Il problema, però, è che bisogna che questo leader trovi una casa, un movimento di idee e di opinioni e di persone che propongono – ecco l'offerta politica che deve essere chiara e netta – un'agenda di riforme e di rigore credibili per la crescita di questo paese. Perdonando la semplificazione giornalistica, si potrebbe chiamare "Agenda Monti".
E invece che cosa accade al centro? Una partita a scacchi tra associazioni, partiti, manifesti, conventicole, e soprattutto tante, tante buone intenzioni. Le buone intenzioni, però, lastricano la via della sconfitta elettorale, se non sono seguite da fatti, da atti di coraggio.
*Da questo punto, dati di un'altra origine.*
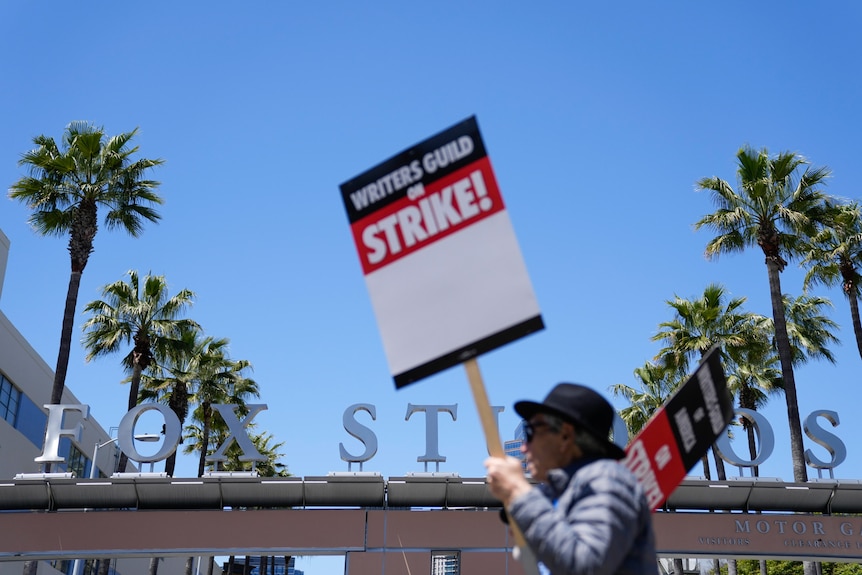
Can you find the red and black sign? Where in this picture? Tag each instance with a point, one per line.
(421, 195)
(682, 430)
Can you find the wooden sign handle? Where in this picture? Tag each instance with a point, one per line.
(495, 448)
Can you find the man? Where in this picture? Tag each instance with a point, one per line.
(590, 514)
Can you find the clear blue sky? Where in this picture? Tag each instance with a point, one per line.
(598, 119)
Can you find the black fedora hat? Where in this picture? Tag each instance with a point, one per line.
(581, 406)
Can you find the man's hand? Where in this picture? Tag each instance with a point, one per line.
(506, 479)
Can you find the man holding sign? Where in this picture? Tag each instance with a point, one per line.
(591, 514)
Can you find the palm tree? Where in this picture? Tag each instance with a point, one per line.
(65, 189)
(657, 384)
(809, 330)
(271, 467)
(144, 315)
(697, 326)
(835, 256)
(752, 375)
(172, 380)
(775, 208)
(219, 380)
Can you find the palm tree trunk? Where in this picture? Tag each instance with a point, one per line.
(134, 391)
(857, 324)
(66, 337)
(784, 354)
(705, 464)
(719, 464)
(205, 438)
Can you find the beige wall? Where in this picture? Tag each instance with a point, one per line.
(372, 538)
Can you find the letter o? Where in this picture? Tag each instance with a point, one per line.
(126, 433)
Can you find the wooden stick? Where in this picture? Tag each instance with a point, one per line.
(495, 448)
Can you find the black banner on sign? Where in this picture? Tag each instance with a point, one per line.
(426, 162)
(700, 410)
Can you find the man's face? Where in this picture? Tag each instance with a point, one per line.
(545, 449)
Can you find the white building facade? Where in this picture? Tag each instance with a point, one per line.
(25, 387)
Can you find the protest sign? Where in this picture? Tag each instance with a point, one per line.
(441, 262)
(682, 430)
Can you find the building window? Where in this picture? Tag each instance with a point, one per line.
(10, 398)
(77, 462)
(21, 413)
(445, 563)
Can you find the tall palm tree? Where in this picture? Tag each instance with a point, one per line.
(753, 374)
(220, 380)
(143, 315)
(657, 383)
(66, 187)
(809, 330)
(835, 256)
(698, 325)
(775, 208)
(271, 467)
(172, 380)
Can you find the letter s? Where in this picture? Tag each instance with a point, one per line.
(375, 244)
(827, 440)
(360, 432)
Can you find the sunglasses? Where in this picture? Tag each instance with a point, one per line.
(530, 428)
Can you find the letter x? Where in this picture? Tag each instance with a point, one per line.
(238, 432)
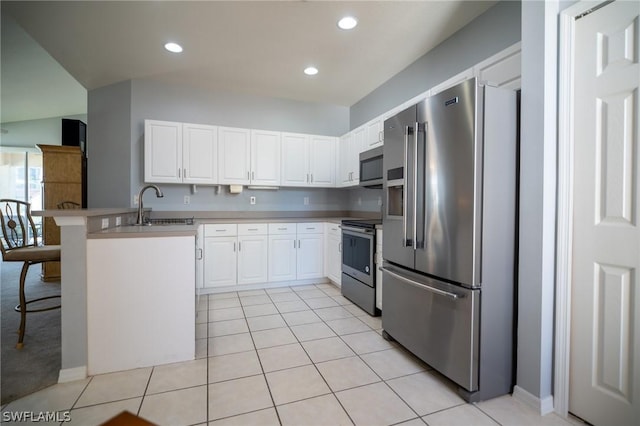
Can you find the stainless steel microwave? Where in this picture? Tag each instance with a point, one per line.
(371, 168)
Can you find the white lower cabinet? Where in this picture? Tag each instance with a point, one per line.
(252, 253)
(333, 253)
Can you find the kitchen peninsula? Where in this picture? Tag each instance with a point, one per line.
(128, 296)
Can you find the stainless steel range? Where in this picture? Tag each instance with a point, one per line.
(358, 264)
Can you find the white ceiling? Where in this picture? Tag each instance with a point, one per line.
(258, 47)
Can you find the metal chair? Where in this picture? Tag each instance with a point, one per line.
(20, 244)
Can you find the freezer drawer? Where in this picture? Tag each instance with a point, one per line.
(436, 321)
Aspettare non è una strategia e nemmeno una tattica, aspettare è un alibi e gli alibi lasciano un vuoto che qualcun altro è destinto a colmare, perché appunto la politica non ammette vuoti.
Anche su questo punto almeno il centrodestra, quasi certamente sbagliando, sa che cosa aspettare: prima era il giovedì, ora si attende il mercoledì, insomma almeno il centrodestra sa che sta attendendo di conoscere la decisione di Silvio Berlusconi, poi forse attenderà i vari ripensamenti dello stesso Berlusconi. Ma il centro che cosa aspetta? Di aver definitivamente dato la sensazione di poter creare al massimo una sorta di Unione (l'incubo che aleggia ancora un po' sul centrosinistra) ma in versione moderata e mignon? Se fosse così, sarebbe oltre che un errore, anche un delitto, perché nella crisi del centro elettorale verrebbe coinvolta, purtroppo, l'incolpevole "Agenda Monti". Pensateci centristi.